Autor: Fleetwood, Kelly, Wild, Sarah H., Smith, Daniel J., Mercer, Stewart W., Licence, Kirsty, Sudlow, Cathie L. M., Jackson, Caroline A.
Předmět:
Zdroj: British Journal of Psychiatry; Jul2022, Vol. 221 Issue 1, p394-401, 8p
Abstrakt: Background: Severe mental illness (SMI) is associated with increased stroke risk, but little is known about how SMI relates to stroke prognosis and receipt of acute care.Aims: To determine the association between SMI and stroke outcomes and receipt of process-of-care quality indicators (such as timely admission to stroke unit).Method: We conducted a cohort study using routinely collected linked data-sets, including adults with a first hospital admission for stroke in Scotland during 1991-2014, with process-of-care quality indicator data available from 2010. We identified pre-existing schizophrenia, bipolar disorder and major depression from hospital records.
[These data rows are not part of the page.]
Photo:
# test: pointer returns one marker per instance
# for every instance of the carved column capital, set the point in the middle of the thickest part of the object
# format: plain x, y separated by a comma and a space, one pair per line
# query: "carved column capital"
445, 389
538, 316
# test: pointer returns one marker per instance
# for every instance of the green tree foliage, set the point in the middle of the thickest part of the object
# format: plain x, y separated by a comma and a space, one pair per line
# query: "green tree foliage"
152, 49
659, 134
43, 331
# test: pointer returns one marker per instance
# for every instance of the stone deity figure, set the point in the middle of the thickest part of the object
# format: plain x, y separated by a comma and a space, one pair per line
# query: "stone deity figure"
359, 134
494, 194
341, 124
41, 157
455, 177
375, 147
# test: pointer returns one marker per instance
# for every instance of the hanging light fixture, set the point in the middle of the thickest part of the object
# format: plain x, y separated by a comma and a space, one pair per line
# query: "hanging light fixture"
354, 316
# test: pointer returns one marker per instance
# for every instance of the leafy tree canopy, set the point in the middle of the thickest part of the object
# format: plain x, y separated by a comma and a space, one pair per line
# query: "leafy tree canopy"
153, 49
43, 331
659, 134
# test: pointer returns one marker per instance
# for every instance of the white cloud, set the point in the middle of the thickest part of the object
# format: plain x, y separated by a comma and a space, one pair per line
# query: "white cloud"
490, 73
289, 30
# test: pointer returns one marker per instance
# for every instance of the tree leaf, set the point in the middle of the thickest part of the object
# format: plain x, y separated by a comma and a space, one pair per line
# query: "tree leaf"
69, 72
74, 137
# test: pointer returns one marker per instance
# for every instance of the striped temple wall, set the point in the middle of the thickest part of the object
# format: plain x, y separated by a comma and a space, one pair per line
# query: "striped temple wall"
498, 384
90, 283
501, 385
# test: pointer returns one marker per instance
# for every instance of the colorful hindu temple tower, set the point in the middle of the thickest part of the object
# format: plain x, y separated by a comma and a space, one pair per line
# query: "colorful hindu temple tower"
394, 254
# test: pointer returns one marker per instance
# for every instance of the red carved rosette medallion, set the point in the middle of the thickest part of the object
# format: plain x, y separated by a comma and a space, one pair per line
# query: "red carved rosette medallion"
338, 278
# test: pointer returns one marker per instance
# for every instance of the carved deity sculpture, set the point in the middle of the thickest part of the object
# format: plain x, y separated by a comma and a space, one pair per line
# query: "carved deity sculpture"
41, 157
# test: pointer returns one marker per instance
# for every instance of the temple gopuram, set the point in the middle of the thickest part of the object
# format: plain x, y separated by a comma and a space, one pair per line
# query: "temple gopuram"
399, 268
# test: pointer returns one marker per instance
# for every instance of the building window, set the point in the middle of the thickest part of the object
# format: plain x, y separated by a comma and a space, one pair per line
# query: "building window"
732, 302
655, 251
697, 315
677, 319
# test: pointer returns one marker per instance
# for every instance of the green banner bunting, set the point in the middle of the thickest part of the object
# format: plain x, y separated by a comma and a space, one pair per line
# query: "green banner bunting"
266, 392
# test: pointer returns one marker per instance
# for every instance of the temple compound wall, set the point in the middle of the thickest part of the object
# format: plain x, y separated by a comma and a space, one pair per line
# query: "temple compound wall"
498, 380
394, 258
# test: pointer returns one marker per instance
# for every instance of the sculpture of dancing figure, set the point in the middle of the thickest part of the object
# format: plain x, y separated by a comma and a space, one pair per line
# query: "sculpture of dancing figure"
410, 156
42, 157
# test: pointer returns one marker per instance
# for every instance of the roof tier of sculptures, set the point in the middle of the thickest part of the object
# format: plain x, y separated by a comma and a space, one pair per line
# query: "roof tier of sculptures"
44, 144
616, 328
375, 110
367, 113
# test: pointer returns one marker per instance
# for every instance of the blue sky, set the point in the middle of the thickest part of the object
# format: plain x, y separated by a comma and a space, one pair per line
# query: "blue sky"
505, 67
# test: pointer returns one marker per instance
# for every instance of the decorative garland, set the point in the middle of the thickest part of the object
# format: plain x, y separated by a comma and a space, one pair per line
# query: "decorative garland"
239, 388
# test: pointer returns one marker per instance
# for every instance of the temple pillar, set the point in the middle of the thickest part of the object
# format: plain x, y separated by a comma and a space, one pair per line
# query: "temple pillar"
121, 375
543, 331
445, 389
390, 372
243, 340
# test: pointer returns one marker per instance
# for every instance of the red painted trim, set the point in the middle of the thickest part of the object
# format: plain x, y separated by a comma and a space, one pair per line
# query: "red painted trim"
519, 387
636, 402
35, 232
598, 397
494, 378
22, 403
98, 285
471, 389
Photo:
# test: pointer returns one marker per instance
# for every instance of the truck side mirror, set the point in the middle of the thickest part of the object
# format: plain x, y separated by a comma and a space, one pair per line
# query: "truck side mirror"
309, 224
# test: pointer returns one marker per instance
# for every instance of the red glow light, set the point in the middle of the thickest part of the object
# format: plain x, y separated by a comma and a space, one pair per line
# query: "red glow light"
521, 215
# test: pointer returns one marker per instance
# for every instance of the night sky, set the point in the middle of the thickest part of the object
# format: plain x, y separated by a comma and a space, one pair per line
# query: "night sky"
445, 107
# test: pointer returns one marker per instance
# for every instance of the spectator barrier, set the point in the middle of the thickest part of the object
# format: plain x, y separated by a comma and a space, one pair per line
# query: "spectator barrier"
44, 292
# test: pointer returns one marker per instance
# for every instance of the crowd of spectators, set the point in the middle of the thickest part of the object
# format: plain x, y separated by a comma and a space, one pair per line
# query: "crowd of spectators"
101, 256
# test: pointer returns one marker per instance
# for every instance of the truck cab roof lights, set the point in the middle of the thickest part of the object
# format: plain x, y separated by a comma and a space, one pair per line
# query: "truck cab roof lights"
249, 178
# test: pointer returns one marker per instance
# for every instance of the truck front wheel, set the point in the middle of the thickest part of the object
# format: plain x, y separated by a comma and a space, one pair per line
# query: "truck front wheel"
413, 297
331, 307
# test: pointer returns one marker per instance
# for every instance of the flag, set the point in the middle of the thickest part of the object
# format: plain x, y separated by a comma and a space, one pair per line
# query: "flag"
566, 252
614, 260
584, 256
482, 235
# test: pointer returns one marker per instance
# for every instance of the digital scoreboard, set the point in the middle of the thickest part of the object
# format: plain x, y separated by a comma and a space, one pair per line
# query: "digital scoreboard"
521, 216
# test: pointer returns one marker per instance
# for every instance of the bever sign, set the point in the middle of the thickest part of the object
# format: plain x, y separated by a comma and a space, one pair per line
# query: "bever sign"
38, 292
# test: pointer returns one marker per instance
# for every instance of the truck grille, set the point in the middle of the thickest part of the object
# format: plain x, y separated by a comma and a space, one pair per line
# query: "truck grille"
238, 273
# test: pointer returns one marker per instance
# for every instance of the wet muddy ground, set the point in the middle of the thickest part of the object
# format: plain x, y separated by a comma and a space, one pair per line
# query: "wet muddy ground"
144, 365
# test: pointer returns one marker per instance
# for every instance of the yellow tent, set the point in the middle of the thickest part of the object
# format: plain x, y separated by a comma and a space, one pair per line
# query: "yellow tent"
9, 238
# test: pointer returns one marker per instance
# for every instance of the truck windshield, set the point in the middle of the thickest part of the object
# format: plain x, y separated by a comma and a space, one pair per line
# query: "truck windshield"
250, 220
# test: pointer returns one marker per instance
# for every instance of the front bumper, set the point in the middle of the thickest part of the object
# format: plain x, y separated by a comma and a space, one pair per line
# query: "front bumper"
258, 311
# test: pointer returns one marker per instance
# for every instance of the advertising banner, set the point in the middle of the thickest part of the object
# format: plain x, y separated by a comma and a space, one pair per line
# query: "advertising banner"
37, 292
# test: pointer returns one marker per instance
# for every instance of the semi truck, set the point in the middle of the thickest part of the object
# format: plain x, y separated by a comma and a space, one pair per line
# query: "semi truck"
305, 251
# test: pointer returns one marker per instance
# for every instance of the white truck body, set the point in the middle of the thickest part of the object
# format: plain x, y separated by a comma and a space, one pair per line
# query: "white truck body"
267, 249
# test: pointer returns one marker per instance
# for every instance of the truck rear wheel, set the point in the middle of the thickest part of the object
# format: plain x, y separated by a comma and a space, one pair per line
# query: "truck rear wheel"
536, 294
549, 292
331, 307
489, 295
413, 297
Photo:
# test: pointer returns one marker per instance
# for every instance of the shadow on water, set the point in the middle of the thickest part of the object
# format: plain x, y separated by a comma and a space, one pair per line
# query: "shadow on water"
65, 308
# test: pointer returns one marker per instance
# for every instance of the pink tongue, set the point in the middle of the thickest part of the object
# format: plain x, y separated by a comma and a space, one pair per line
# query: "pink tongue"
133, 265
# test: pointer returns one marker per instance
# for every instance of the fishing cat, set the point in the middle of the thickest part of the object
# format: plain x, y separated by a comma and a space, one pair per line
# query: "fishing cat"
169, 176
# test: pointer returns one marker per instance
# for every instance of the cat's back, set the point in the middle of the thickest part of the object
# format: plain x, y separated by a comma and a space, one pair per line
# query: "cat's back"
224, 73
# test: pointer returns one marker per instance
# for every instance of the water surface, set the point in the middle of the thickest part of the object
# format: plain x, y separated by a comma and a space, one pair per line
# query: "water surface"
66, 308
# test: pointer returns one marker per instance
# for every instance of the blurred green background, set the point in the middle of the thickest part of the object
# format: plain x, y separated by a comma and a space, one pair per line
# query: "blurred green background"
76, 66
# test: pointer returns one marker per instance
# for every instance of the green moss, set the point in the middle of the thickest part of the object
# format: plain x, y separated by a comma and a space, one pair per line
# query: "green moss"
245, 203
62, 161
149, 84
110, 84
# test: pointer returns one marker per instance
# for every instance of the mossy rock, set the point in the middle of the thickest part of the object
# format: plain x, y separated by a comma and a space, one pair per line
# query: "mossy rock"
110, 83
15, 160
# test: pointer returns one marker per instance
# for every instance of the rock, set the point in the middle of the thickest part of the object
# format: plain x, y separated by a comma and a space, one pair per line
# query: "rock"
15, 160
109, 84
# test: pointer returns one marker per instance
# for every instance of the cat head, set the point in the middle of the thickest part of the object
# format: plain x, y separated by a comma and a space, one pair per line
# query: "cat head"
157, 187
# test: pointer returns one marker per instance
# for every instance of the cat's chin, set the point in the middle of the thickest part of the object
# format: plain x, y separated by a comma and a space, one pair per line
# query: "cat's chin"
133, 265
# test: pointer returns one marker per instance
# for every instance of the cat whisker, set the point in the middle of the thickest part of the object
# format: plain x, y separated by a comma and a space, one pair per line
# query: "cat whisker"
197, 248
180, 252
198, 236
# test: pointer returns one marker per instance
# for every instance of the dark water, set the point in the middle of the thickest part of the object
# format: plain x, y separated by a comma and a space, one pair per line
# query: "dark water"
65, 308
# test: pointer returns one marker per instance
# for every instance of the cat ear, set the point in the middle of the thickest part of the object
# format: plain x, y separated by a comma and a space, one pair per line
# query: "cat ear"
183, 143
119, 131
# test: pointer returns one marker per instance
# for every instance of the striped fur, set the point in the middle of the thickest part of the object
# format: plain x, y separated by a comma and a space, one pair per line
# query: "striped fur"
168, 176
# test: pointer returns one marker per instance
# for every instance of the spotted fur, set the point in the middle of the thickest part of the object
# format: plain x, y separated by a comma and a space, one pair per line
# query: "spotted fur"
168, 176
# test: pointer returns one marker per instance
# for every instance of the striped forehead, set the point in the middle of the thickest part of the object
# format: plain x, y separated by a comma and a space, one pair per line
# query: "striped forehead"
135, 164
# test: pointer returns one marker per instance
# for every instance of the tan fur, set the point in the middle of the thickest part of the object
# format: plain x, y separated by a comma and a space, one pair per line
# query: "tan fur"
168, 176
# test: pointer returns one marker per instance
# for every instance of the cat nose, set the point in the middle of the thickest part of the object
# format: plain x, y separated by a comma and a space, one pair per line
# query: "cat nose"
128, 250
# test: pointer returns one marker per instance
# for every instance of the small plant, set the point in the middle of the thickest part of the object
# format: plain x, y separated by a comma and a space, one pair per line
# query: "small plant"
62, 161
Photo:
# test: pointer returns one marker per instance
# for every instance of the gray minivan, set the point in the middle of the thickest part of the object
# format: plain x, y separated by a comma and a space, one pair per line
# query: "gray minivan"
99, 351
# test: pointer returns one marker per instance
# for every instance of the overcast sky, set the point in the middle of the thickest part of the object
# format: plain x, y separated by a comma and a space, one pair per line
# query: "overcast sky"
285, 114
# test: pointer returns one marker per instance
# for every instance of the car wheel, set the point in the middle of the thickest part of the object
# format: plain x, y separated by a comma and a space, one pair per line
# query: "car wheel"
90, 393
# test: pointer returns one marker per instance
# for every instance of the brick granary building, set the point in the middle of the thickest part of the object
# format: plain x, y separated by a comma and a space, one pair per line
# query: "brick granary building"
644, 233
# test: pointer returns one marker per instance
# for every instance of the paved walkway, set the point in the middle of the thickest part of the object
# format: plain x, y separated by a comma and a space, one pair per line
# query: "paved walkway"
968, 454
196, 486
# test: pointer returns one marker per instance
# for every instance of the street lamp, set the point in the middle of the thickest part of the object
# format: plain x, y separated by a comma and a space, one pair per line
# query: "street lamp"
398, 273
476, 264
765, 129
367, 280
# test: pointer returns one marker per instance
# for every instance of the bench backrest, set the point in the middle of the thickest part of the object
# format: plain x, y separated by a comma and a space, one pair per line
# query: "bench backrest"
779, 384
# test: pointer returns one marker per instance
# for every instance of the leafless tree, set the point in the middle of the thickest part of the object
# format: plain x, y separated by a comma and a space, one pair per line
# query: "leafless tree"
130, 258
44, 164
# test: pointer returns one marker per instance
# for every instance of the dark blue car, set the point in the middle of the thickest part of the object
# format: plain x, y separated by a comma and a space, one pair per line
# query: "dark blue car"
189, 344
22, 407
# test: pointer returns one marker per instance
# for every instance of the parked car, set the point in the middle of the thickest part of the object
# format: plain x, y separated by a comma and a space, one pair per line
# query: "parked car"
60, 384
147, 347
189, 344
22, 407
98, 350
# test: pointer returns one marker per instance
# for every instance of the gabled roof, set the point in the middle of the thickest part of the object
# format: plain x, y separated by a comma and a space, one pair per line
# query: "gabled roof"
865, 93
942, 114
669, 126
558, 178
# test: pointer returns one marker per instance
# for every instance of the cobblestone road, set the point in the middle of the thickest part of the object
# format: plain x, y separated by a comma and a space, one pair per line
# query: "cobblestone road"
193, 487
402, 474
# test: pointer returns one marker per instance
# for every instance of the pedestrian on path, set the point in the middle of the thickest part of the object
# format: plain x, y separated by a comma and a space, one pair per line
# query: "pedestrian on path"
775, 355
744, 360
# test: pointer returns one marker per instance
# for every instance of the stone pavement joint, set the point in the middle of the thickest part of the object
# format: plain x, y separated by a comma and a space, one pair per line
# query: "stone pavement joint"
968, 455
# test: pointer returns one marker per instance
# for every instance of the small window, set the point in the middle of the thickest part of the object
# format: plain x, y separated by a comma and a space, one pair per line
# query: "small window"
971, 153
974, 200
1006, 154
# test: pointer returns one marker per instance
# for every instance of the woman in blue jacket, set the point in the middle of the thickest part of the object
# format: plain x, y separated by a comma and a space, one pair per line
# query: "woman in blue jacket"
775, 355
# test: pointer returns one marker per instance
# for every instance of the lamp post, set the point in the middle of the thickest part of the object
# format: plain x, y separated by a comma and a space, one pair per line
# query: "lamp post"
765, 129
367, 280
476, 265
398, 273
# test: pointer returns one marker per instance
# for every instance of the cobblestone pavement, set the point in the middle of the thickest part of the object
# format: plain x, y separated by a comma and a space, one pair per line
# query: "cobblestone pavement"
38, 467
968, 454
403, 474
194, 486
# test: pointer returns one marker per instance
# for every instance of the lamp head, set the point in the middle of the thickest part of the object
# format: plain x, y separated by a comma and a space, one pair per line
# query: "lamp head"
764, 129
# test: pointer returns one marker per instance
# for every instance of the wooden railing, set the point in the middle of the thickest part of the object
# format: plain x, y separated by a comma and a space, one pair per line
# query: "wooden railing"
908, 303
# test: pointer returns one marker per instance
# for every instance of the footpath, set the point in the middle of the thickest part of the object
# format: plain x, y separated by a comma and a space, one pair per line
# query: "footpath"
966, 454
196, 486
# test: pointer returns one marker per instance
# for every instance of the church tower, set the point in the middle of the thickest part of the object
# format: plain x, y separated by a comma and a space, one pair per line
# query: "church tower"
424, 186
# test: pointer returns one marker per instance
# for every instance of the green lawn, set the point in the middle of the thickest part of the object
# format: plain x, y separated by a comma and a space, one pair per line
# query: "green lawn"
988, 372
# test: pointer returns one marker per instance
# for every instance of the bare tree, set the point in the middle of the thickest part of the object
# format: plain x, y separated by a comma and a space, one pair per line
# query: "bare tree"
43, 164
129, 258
We used logistic regression to evaluate 30-day, 1-year and 5-year mortality and receipt of process-of-care quality indicators by pre-existing SMI, adjusting for sociodemographic and clinical factors. We used Cox regression to evaluate further stroke and vascular events (stroke and myocardial infarction).Results: Among 228 699 patients who had had a stroke, 1186 (0.5%), 859 (0.4%), 7308 (3.2%) had schizophrenia, bipolar disorder and major depression, respectively. Overall, median follow-up was 2.6 years. Compared with adults without a record of mental illness, 30-day mortality was higher for schizophrenia (adjusted odds ratio (aOR) = 1.33, 95% CI 1.16-1.52), bipolar disorder (aOR = 1.37, 95% CI 1.18-1.60) and major depression (aOR = 1.11, 95% CI 1.05-1.18). Each disorder was also associated with marked increased risk of 1-year and 5-year mortality and further stroke and vascular events. There were no clear differences in receipt of process-of-care quality indicators.Conclusions: Pre-existing SMI was associated with higher risks of mortality and further vascular events. Urgent action is needed to better understand and address the reasons for these disparities. [ABSTRACT FROM AUTHOR]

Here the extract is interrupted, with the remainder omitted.